At Least the Students Get It

By on February 24, 2006

The University of Nevada at Reno (UNR) can claim the shameful distinction of having the Speech Code of the Month for August of last year. Accordingly, it is also a “red light” school on FIRE’s Spotlight, which points out the numerous restrictions the university places upon its students, many of them having to do with “offensive” conduct and speech clearly protected under the First Amendment—unless you are a student at UNR.

Yet some of UNR’s other policies are also extraordinarily prohibitive, if not downright odd. If a student wants to post a flyer, it must be on a designated “Public View Bulletin Board” after having been approved by the Scheduling Services Office. There are size and language restrictions, you cannot post anonymously, and if you would like to post a non-university related announcement, be prepared to shell out $20 in order to do so. But make sure your check doesn’t bounce, because then you will not be allowed to post anything for another year. Oh, and include a disclaimer saying that the university does not endorse your message, and that your flyer was not printed or distributed at state expense. Students must also refrain from handing anything out to people without specifically reserving a site prearranged through the scheduling office.

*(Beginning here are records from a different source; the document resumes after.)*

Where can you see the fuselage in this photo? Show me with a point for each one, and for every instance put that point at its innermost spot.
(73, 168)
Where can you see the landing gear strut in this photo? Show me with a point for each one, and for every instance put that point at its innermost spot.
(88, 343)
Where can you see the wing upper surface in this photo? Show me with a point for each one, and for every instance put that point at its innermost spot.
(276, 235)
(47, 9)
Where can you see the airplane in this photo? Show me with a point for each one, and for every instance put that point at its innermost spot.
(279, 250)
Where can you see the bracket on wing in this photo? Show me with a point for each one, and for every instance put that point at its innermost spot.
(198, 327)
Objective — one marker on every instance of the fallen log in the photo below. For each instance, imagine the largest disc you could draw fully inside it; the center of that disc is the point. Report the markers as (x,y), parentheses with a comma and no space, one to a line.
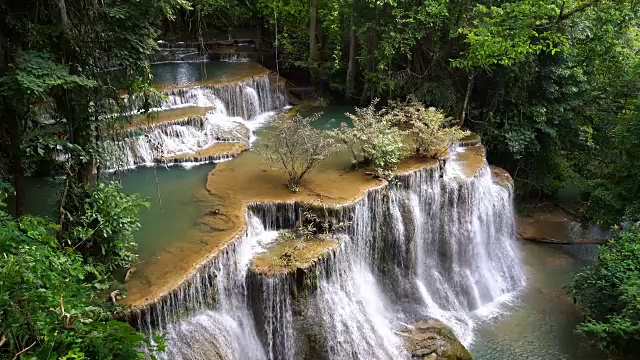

Which brings us to another favorite of university administrators everywhere: the free speech zone. UNR calls them “public forums,” but by designating a mere four of them on a campus of 200 acres, it creates a truly sad state of affairs for free speech. Even more so when you consider that these four zones all require that the person responsible for any event held there possess an application with signed approval. Maybe that is why they don’t call them “free speech zones”—even in these zones, speech is restricted.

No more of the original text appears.